Someone calling himself Matthew Hopkins—the name of the 17th-century Witchfinder General—is killing people he deems modern-day witches.
But first he calls DS Grace O’Malley on her mobile phone to warn her of impending trouble, and signs off by saying, "I know where Dominic is!" Dominic Boswell is Grace’s husband, the assistant commissioner of London’s Metropolitan Police, and she finds him handcuffed to a bed about to have sex with a prostitute. Determined to divorce him, Grace leaves Dominic there and gets a call about a woman burned to death on a boat floating down the Thames. By now, BBC reporter Juliette Bouchet has also had a call from Hopkins, who directs her and a cameraman to Westminster Bridge ten minutes before midnight on Halloween. The area is crowded with costumed revelers, including a bunch of Oxford students carrying Count Dracula in a coffin, who all get to see the fiery boat with its human cargo, medium Veronica Crosse, explode as it passes under the bridge. A police team explores all aspects of the well-planned crime, which required technical expertise and several people, one of whom may have had inside knowledge. The pressure to solve the mystery is intense even before medium Abigail King is killed in another show by the Witchfinder, and a simple but devout preacher who believes in witches becomes part of the picture.

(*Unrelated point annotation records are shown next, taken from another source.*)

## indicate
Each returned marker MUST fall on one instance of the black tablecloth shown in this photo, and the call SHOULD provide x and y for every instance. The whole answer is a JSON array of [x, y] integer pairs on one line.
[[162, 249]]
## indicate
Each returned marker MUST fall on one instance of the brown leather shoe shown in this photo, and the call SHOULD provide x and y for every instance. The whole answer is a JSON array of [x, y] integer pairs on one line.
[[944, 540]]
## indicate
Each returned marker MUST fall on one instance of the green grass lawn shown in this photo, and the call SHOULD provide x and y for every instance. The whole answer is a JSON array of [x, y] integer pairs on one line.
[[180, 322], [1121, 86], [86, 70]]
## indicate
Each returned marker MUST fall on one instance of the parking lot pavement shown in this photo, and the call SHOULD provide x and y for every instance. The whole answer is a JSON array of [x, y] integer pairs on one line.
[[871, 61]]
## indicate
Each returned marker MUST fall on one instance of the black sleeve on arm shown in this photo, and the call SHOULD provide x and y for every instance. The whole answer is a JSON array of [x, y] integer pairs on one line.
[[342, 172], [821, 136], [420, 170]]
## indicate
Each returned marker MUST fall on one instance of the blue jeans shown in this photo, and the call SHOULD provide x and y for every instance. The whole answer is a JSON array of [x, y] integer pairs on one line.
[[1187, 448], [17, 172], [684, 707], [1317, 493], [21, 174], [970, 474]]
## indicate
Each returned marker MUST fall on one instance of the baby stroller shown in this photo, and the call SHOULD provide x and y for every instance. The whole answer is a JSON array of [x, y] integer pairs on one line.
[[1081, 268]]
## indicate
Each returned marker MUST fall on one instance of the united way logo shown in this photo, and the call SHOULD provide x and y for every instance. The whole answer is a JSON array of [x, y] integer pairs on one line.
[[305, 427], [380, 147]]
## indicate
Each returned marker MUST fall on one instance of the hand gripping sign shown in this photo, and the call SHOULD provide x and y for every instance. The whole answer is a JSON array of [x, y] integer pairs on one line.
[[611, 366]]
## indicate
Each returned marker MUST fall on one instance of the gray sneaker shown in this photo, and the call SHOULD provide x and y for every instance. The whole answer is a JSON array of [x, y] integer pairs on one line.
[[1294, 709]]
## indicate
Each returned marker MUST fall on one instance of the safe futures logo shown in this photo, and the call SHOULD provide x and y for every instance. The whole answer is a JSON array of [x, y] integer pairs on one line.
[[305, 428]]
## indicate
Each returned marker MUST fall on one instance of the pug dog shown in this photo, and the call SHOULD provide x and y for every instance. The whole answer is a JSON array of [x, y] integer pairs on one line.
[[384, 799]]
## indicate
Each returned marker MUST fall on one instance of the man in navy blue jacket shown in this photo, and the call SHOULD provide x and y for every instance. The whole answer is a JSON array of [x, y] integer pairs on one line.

When a fork is found in Crosse’s mouth with the prime minister’s fingerprint, all hell breaks loose. Investigations reveal even more high-up involvement, but Grace refuses to back down from a complex, dangerous investigation made more difficult by hints and threats from the Witchfinder.
Enriched by historical data, this spellbinding police procedural has a vicious sting in its tail.